A Primeira Câmara de Direito Público e Coletivo do Tribunal de Justiça decidiu, por unanimidade, manter o andamento do concurso público 01/2024 da prefeitura de Feliz Natal (124 km de Sinop), do cargo de Professor de Licenciatura Plena em Pedagogia. A decisão negou recurso da Defensoria Pública que pedia a suspensão e a anulação das provas objetiva e de redação após a banca examinadora cancelar diversas questões da prova por falhas técnicas.
A defensoria argumentou que a anulação de grande número de questões específicas teria alterado significativamente o modelo de avaliação, comprometendo a igualdade entre os candidatos e a moralidade administrativa alegando que a medida teria esvaziado a aferição de conhecimento técnico, transformando o concurso, na prática, em uma seleção baseada principalmente em títulos. O pedido foi negado em decisão individual da relatora, desembargadora Helena Maria Bezerra Ramos e a defensoria apresentou agravo interno para ser analisado pelo colegiado.
Ao julgar o recurso, os desembargadores entenderam que a anulação das questões ocorreu após a identificação de erros na formulação das perguntas, inconsistências técnicas e problemas de impressão. O próprio edital previa a possibilidade de cancelamento de itens com vícios. Segundo a relatora, a elaboração, correção e eventual anulação de questões fazem parte da autonomia administrativa da banca examinadora.

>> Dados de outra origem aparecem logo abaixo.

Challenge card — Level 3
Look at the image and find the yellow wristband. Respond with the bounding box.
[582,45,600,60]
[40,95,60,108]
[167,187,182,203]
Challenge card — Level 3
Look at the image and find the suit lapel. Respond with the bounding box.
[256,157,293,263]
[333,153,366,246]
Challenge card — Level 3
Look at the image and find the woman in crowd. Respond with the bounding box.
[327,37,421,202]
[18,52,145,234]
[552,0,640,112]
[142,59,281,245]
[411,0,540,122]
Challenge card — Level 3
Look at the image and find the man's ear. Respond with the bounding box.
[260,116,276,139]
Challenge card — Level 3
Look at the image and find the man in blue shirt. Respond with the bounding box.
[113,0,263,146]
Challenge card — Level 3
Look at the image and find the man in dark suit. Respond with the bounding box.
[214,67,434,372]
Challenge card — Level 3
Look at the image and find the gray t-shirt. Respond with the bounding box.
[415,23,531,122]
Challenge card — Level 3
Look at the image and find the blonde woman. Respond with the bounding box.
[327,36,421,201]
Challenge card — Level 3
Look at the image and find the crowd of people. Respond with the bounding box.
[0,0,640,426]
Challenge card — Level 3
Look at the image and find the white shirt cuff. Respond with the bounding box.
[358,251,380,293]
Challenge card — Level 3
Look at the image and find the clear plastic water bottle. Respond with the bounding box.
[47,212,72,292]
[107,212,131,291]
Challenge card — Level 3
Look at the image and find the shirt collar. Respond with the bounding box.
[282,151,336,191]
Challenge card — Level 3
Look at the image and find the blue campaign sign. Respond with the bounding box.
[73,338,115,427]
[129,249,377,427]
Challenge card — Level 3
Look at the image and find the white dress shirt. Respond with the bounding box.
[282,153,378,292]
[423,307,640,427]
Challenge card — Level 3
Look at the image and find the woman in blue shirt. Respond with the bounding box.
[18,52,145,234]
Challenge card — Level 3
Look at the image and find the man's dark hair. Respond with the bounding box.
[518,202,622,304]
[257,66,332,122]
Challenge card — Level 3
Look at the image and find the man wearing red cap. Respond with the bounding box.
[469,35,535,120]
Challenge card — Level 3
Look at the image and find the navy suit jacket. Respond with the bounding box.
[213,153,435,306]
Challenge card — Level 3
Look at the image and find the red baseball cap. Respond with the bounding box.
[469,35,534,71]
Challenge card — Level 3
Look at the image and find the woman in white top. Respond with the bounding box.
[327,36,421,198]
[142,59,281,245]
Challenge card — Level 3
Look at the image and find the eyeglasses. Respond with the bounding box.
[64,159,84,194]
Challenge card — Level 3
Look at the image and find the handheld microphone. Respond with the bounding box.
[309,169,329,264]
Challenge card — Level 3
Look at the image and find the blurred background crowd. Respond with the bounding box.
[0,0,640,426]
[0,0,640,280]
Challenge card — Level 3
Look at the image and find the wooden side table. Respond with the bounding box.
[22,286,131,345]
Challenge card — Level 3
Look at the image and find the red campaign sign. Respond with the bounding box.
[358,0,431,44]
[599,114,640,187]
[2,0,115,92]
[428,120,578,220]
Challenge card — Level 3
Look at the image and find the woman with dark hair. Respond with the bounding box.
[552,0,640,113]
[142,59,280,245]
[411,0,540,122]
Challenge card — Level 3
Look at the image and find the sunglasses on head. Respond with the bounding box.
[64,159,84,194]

O Judiciário pode atuar apenas para verificar eventual ilegalidade, fraude ou abuso de poder, o que não foi comprovado no caso.

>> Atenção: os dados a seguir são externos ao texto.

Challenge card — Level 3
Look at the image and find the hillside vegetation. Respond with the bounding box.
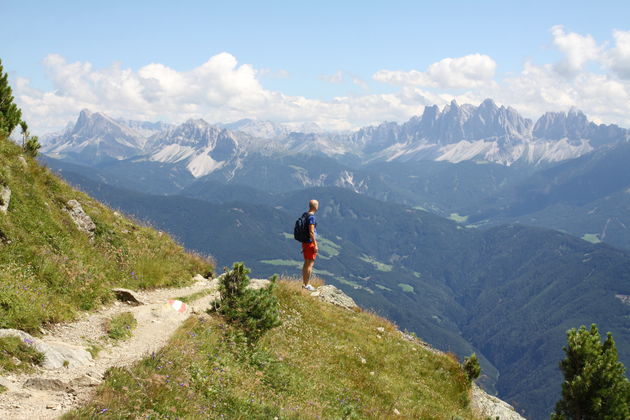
[65,280,484,419]
[51,176,630,419]
[0,137,213,332]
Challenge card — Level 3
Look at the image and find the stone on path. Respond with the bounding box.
[24,378,70,392]
[472,383,525,420]
[66,200,96,238]
[0,328,92,369]
[112,287,144,306]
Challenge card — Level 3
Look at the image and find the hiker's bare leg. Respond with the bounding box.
[302,260,315,286]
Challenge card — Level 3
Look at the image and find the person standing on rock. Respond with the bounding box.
[302,200,319,291]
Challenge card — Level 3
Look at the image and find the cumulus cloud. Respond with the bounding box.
[604,31,630,79]
[14,26,630,134]
[15,53,434,133]
[319,70,344,83]
[551,25,602,75]
[373,54,497,89]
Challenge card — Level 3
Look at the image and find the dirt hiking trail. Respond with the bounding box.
[0,276,268,420]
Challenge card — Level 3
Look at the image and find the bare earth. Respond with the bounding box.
[0,279,226,419]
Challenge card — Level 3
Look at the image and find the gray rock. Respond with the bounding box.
[112,287,144,306]
[193,274,206,283]
[70,375,100,388]
[0,328,92,369]
[24,378,70,392]
[472,384,525,420]
[0,185,11,213]
[311,284,358,310]
[66,200,96,238]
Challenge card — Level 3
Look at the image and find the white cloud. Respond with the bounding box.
[14,26,630,134]
[319,70,345,83]
[551,25,602,76]
[604,31,630,79]
[373,54,497,89]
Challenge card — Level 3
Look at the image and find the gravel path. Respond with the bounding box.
[0,279,235,419]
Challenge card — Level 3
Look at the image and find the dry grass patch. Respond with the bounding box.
[66,280,476,420]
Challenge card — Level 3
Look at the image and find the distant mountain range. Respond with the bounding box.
[35,168,630,419]
[42,99,630,174]
[42,100,630,418]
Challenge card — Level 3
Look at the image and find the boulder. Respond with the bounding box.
[311,284,358,310]
[112,287,144,306]
[0,328,92,369]
[472,383,525,420]
[0,185,11,213]
[66,200,96,238]
[24,378,71,391]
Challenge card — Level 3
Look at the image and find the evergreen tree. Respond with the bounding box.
[0,60,22,136]
[212,263,280,345]
[552,324,630,420]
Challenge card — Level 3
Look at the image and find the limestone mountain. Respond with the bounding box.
[43,164,630,419]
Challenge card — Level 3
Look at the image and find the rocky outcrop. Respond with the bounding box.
[311,284,358,310]
[0,185,11,213]
[0,329,92,369]
[472,384,525,420]
[112,287,144,306]
[66,200,96,238]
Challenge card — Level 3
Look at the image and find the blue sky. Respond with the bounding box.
[0,0,630,130]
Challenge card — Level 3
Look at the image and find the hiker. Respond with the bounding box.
[302,200,319,291]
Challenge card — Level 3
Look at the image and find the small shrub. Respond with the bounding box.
[0,337,44,372]
[464,353,481,382]
[105,312,138,340]
[211,263,280,344]
[86,343,103,359]
[24,136,42,157]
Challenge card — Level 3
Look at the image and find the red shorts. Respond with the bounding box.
[302,242,317,260]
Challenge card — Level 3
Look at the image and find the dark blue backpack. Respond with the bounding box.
[293,213,311,242]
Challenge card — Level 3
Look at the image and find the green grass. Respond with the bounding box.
[64,281,476,420]
[86,343,103,359]
[0,138,213,333]
[175,290,215,303]
[361,254,394,272]
[260,259,335,277]
[105,312,138,340]
[0,337,44,373]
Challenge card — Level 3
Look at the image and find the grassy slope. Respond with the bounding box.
[66,281,482,419]
[0,138,212,332]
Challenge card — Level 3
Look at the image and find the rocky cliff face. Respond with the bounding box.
[43,99,630,171]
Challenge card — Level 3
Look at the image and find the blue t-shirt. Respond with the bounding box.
[307,213,317,242]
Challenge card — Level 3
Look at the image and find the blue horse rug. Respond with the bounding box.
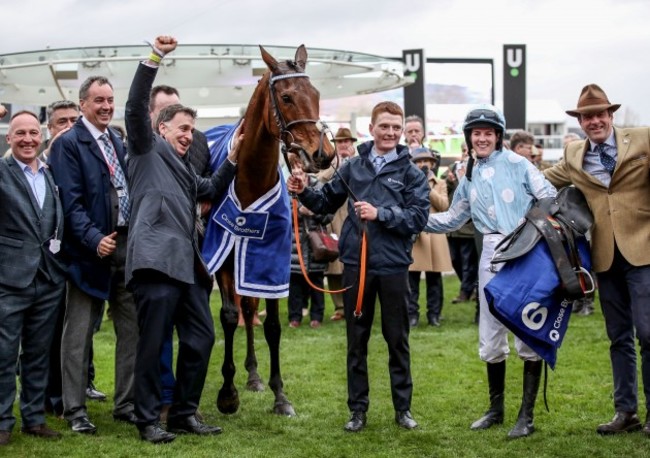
[484,237,591,369]
[201,125,291,298]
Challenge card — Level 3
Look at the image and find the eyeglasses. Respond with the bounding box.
[465,108,504,125]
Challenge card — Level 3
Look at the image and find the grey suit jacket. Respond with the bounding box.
[0,157,64,289]
[125,64,235,284]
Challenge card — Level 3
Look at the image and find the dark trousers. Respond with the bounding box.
[598,247,650,412]
[45,291,65,415]
[160,329,176,405]
[447,237,478,297]
[409,272,443,323]
[0,274,64,431]
[343,266,413,412]
[287,272,325,322]
[132,270,214,428]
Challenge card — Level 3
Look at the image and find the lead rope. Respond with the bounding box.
[280,147,368,318]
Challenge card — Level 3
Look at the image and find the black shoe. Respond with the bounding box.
[21,423,61,439]
[596,412,642,435]
[86,382,106,402]
[451,291,469,304]
[113,411,138,425]
[138,424,176,444]
[68,416,97,434]
[395,410,418,429]
[343,410,366,433]
[167,415,222,436]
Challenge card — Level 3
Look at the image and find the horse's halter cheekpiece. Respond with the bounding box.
[269,73,330,168]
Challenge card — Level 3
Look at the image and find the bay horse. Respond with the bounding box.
[204,45,335,416]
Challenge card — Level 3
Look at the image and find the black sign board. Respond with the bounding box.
[503,45,526,130]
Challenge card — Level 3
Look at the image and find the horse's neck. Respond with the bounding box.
[235,85,279,208]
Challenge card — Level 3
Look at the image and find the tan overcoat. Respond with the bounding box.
[543,127,650,272]
[409,173,453,272]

A decisão também destacou entendimento do Supremo Tribunal Federal que o Judiciário não pode substituir a banca examinadora para reavaliar critérios de correção ou conteúdo das provas, salvo em situações excepcionais de ilegalidade manifesta.
Para a câmara do tribunal, não houve demonstração que o cancelamento das questões tenha comprometido a lisura do concurso ou causado prejuízo irreparável aos candidatos. O certame manteve prova de redação e as demais questões válidas como critérios de avaliação. Os desembargadores ressaltaram que a suspensão de concurso público é medida excepcional, pois pode gerar prejuízos à administração e aos próprios candidatos, afetando a prestação de serviços públicos.